If you follow the Red Team route, you’ve probably heard of Cobalt Strike a few times, right? Cobalt Strike is software for exploiting and deploying Beacon on the victim machine. In short, the Beacon is like a worm, it lies silently in the victim’s machine, connects directly to the internet, is controlled by the hacker to execute malicious commands or payloads/scripts and remotely access the system. of the victim. In this article, I will guide you to simulate how to control the victim’s machine with Cobalt Strike.
|Join the channel Telegram belong to AnonyViet ???? Link ????|
Note: The purpose of the article is to serve the learning process and learn how hackers work. Thereby avoiding related cases. You will be responsible for your own illegal acts. And one more thing is that since this is only a demo, I will make it as convenient as possible by skipping some other processes.
I will use 2 virtual machines, Kali Linux (attacker) and Windows 11 (victim) on VMware 17 to perform simulation.
Cobalt Strike will require Java on the system, so you need to install Java on Kali Linux with the following command:
sudo apt install default-jdk
Enter the following command to confirm whether java has been successfully installed or not:
If the terminal shows the version of java, you have successfully installed java.
Next, you get the IP address of the Kali Linux machine with the following command:
The address of your device will be in the form 192.168.xxx.xxx. Please copy this address for the following steps to use.
How to control the victim machine with COBALT STRIKE
Step 1: On a Linux machine (Kali or Ubuntu), you download Cobalt Strike (link who needs it, pm separately)
Step 2: Extract your COBALT STRIKE file, usually there will be 2 items: Server and Client
Step 3: You go to the Server directory and then run the 2 commands below. The purpose of these two commands is to grant execute permission to the two files we are about to use.
sudo chmod +x ./teamserver sudo chmod +x ./TeamServerImage
Step 4: Next, run the command below. IP is the IP address of the Linux Server you are doing, you copy in the preparation step, and the pass you want to set is fine.

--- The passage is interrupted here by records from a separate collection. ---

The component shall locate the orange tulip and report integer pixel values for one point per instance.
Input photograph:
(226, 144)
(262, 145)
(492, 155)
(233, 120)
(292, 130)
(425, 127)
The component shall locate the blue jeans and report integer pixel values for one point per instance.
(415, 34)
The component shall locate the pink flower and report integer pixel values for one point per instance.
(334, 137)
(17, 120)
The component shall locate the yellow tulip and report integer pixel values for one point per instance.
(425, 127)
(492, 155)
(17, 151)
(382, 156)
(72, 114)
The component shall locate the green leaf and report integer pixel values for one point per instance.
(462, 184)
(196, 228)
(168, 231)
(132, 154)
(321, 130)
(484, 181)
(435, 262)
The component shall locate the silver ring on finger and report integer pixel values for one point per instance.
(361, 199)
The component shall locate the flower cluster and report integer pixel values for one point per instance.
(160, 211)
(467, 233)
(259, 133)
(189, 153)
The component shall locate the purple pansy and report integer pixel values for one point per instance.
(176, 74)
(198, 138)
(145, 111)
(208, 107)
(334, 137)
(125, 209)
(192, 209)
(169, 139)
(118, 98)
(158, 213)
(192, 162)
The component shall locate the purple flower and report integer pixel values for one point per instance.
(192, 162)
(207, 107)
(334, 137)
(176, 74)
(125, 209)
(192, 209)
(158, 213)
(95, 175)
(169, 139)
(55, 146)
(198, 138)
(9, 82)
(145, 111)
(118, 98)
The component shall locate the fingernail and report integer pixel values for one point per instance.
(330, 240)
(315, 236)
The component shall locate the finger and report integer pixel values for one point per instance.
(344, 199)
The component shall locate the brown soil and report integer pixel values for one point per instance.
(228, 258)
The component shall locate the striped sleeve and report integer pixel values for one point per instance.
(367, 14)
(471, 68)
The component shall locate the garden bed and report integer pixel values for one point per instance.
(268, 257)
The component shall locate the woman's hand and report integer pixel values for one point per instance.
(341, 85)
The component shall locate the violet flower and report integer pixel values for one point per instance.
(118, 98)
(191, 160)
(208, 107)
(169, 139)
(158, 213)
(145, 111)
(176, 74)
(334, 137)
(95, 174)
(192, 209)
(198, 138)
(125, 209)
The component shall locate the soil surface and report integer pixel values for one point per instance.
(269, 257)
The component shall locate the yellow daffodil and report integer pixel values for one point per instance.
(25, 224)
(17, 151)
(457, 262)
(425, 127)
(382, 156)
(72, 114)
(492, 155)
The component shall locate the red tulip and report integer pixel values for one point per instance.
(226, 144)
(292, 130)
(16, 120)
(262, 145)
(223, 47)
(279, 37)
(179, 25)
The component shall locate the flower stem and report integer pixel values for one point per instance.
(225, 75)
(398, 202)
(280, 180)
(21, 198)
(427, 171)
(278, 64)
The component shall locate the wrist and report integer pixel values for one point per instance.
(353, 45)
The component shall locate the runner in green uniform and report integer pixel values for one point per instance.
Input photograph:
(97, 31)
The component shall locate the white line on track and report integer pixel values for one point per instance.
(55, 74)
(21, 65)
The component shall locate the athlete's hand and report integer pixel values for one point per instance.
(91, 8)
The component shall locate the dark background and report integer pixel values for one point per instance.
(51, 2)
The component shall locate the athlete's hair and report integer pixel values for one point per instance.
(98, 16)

sudo ./teamserver <IP> <Pass>
Step 5: Access the Client folder and open the second Terminal, be careful not to close the terminal to run teamserver. Then run the following 2 commands:
sudo chmod +x ./cobalstrike-client.cmd ./cobalstrike-client.cmd
Step 6: After running this command, cobalt strike will open the connect interface. Here you need to fill in the following fields:
- Hosts: IP of the machine.
- Ports: Leave the default as 50050.
- User: User of Kali.
- Password: Enter the password you used to run teamserver in terminal 1.
Finally press “Connect”.
Step 7: Press “Yes”.
Step 8: Select “Cobalt Strike” -> “Listeners”.
Step 9: In the Listerner window, press “Add” at the bottom of the screen.
Step 10: I named this Listener c2. Payload, you choose “HTTP beacons”. In section “HTTP Hosts”press “+”. Finally press “Save”.
Step 11: Select “Attacks” -> “Scripted Web Delivery”.
Step 12: In the Listener section, press the . button “…”. Select the Listener you just created and press “Choose”.
Step 13: In type, select “powershell”then press “Launch”.
Step 14: Cobalt Strike will issue you a command to execute on the victim machine. Please copy this command.
Step 15: Open PowerShell on the victim machine and run the command issued by Cobalt Strike. Don’t ask me how to open Powershell on the victim machine and then run the command. Depending on your skills, there will be many different ways. I will suggest 2 ways: using social engineering or embedding the command in another file.
Step 16: Back on the Kali Linux machine, you will see that the victim’s machine has been added to Cobalt Strike.
Step 17: Right-click on the victim’s computer and select “Interact”.
Step 18: Enter any command. The command you enter will be executed on the victim’s machine. Remember more shell Enter before the command. I will enter the command
shell ipconfig /all.
And this is the result. You have succeeded already.
This article only demos in a LAN environment, if you do it in an Internet environment, you need NAT port 50050.